Tracce di antiche rivendicazioni di “kelle terre”: Capua e i suoi placiti
Passeggiando tra le suggestive strade di Capua, città di Osca fondazione, crocevia di antichi popoli italici quali etruschi e sanniti, nonché teatro di importanti guerre per l’egemonia romana, e sostando nella piazza antistante il grande portale del Sacro Palazzo dei Principi, guardando in giù, è possibile imbattersi nella seguente iscrizione: <<Sao ko kelle terre per kelle fini que li contene trenta anni le possette parte sancti Benedicti>>. Apparentemente non degna di grande nota, in realtà, essa richiama alla memoria dell’ignaro viandante un’antica disputa circa il possesso di alcune terre la cui testimonianza, nell’atto in cui è formulata, diede alla città di Capua la paternità indiscussa di terra “madre” della nascita del volgare italiano nei documenti ufficiali, laddove in tali documenti, la priorità linguistica era riservata al latino.

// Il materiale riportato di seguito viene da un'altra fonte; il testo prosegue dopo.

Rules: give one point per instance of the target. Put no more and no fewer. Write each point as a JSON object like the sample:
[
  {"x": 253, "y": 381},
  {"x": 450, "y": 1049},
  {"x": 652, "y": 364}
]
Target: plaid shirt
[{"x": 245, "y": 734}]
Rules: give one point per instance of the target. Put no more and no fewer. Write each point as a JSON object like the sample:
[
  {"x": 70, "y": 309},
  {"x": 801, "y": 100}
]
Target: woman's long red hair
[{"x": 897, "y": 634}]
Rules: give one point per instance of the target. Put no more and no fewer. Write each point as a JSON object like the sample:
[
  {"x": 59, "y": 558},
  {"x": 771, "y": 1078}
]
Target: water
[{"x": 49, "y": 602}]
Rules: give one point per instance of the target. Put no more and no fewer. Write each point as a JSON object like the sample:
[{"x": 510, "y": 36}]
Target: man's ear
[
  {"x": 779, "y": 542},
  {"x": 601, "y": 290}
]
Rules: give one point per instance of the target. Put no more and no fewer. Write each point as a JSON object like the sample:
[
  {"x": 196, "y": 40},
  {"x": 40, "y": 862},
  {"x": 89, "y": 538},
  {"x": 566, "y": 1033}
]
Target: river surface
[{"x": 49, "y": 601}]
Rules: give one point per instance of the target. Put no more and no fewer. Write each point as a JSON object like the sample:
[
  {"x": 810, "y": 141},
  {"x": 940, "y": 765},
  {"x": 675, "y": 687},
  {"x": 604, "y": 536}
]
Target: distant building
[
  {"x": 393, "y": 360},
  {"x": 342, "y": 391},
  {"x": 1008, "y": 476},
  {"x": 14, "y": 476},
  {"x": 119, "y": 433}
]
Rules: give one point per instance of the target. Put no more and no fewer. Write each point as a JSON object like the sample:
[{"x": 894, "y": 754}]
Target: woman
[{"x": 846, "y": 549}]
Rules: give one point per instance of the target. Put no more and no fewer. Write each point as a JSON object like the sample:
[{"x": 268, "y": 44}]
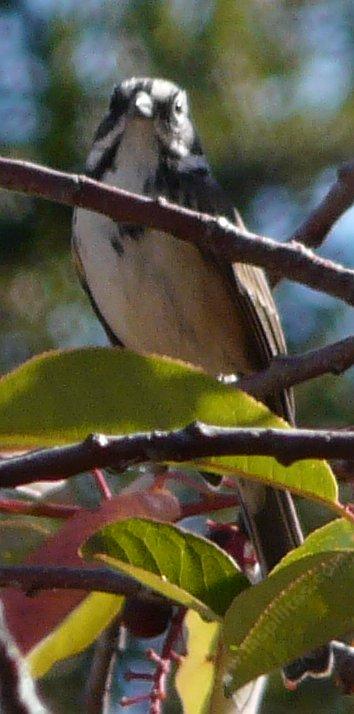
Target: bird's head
[{"x": 141, "y": 100}]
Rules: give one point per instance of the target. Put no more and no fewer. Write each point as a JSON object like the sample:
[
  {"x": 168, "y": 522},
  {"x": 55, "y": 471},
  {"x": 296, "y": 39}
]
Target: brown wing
[{"x": 248, "y": 284}]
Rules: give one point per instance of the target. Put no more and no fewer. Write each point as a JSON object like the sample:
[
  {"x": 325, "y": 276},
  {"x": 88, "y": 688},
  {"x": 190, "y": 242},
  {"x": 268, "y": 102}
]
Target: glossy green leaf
[
  {"x": 296, "y": 609},
  {"x": 196, "y": 675},
  {"x": 75, "y": 633},
  {"x": 175, "y": 563},
  {"x": 336, "y": 535},
  {"x": 61, "y": 397}
]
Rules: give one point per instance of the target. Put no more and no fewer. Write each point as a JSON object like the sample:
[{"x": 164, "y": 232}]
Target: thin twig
[
  {"x": 99, "y": 685},
  {"x": 316, "y": 227},
  {"x": 37, "y": 508},
  {"x": 339, "y": 198},
  {"x": 217, "y": 235},
  {"x": 191, "y": 442}
]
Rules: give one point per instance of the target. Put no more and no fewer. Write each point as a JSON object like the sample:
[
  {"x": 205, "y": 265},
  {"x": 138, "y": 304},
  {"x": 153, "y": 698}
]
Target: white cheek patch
[
  {"x": 193, "y": 162},
  {"x": 101, "y": 145}
]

Ma facciamo un “salto” nel vivo della contesa: Nel marzo 960 d. C. un tale giudice Arechisi, su richiesta dell’Abbazia di Montecassino, convoca a Capua tre testimoni per definire la proprietà di alcuni appezzamenti di terra, in quanto, nella prima metà del IX sec, l’Abbazia era stata oggetto delle scorrerie e devastazioni dei feroci Saraceni, provocando il trasferimento dei monaci in altre Abbazie. Nel X sec. i monaci avvertono l’esigenza di riprendere i propri territori e di ridefinirne i confini contesi col feudatario Roderlgrimo D’Aquino, pur non avendo una documentazione scritta. La soluzione, al fine di dare una validità giuridica a tali possedimenti, è quella di convocare tre testimoni che dichiarino di sapere che l’Abbazia è in possesso di queste terre da trenta anni. E il risultato è dato dal fatto che tre ignari testimoni dichiarando che “ Mi risulta che la terra di cui stiamo parlando, secondo i confini di cui qui ne sono stati descritti, trent’anni l’ha posseduta l’Abbazia di San Benedetto”, abbattevano i confini della lingua volgare aprendola anche ad un uso scritto. Ad essa seguiranno, nel 963, altre tre testimonianze nei territori di Sessa Aurunca e Teano che, insieme a quella di Capua, daranno vita ai “Placiti Capuani” o “Cassinesi”. Dunque, il volgare italiano, la lingua per eccellenza del vulgus, ossia del popolo, figlia del latino, si affiancava ad esso, diventando testimonianza del fatto che l’esigenza comunicativa, spesso, è destinata a prevalere sulla forma.
L’iscrizione che primeggia nella piazza capuana ci ricorda un evento cruciale della storia linguistica italiana, evento degnamente ricordato attraverso la rievocazione storica della disputa tenutasi a Capua il mese scorso.
Il documento originale del placito è attualmente conservato e visibile presso il museo dell’Abbazia cassinese.